How slow is constant memory host-device transfer? The transfer is 25 times slower than my heavy kern


I’m having an issue with transferring data to constant memory from the host side. The actual transfer works, its just dead slow. Here are my rough numbers:

Transfer 128 bytes to constant = 25ms
transfer 60Kb of data to host into regular global memory = 1ms.

The weird thing is that the time only shows up when I use regular CPU-timers in the code on the host side, but no in the Visual profiler. The problem hence seems to be a lag on the host-side. Has anyone seen similar behavior? The code compiles, runs and computes the correct answer, and the on-chip access seems as fast as it should be. Its just that initiating the transfer takes a relatively long time.

Any comments or insight would be greatly appreciated.

/ Ian


Try to call any CUDA function before the timer start. For example you can get the number of CUDA devices… Thus, you are initializing the device. Maybe your first transfer is doing that and for this reason you get a long time.

Please, tell us your results.


Thanks for your advice. Sadly it did not work; there already was some CUDA initialization code. But your suggestion inspired something that did work!

The code now has an write-to-constant initialization function. It consist of writing one float (the value of 42 infact :rolleyes: ) into constant memory. This still takes roughly 25 ms, but when the second constant write is done, it goes as fast as it should!
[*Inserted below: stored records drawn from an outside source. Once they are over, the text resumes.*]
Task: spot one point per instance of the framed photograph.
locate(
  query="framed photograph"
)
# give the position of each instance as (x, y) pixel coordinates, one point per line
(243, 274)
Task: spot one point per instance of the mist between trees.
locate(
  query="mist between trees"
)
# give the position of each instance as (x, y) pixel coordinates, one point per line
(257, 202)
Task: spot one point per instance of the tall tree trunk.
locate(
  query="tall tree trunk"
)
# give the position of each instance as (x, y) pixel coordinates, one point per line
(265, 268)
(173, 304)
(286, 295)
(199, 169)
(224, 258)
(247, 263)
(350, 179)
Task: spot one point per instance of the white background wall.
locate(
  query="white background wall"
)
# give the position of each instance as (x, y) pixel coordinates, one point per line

As the code is a simple benchmark, the earlier initialization is no problem for me, though in a “real world” application it would still be an issue.

So my problem is fixed! The question why this warm up of constant memory exists is still a mystery though.

Any new thoughts?

Does anyone have an idea of why this “warmup” is required? I used to think that this would be taken care of in the cudaSetDevice call.